# Anyone familiar with a taco 5000-2 Mixing valve



## Seasoned Oak (Apr 24, 2012)

I have this model and i cant seem to find replacement parts for it. Im guessing its abou 10 years old
I get no results even on the taco site. It looks exactly like some of the current models but the part # is slightly different. Im going to try to email taco for information.


----------



## heaterman (Apr 25, 2012)

What parts do you need


----------



## Seasoned Oak (Apr 26, 2012)

I have a model 5000-2 mixing valve and need replacement elements for it ,taco claims the part # i need is 5002-006RP . I cant find any vendor that offers this part,even online.
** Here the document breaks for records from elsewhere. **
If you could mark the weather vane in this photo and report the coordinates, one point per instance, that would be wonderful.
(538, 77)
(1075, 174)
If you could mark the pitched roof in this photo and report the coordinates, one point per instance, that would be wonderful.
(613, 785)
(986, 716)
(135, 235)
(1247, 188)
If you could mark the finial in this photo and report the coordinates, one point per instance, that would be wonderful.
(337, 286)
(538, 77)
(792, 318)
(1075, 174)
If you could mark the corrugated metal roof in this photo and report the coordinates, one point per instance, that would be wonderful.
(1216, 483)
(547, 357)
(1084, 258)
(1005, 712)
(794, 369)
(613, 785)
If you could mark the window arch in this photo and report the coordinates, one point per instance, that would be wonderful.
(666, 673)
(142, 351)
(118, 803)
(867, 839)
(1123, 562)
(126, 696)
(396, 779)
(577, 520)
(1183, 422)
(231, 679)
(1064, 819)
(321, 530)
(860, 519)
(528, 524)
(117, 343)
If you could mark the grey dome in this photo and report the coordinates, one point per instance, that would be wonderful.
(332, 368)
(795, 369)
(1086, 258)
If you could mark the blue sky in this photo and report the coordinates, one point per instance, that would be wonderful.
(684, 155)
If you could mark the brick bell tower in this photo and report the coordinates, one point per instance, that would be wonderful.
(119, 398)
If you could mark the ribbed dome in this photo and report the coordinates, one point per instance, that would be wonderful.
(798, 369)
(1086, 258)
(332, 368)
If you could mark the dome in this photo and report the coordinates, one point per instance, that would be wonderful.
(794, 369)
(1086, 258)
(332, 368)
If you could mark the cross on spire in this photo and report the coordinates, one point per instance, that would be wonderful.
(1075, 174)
I use these things often in my business so i want a valve thats servicable. Might try the honeywell next time as i see they offer kits to change out the element.
Seems thay only last so many years then the element dies. Its a pain in the a-- to change out the whole valve not to mention the expense when you could just change the element.


----------



## Seasoned Oak (Apr 26, 2012)

I did find an almost exact match ,a Cash acme valve so i swapped out the valve body without unsoldering the sweat on 1/2 " copper fittings that connect it to the plumbing. THe valve body is identical  So i still have the Taco valve and if i can find that part # ill put it back in service, part of the problem is probably cuz its made in austrailia.


----------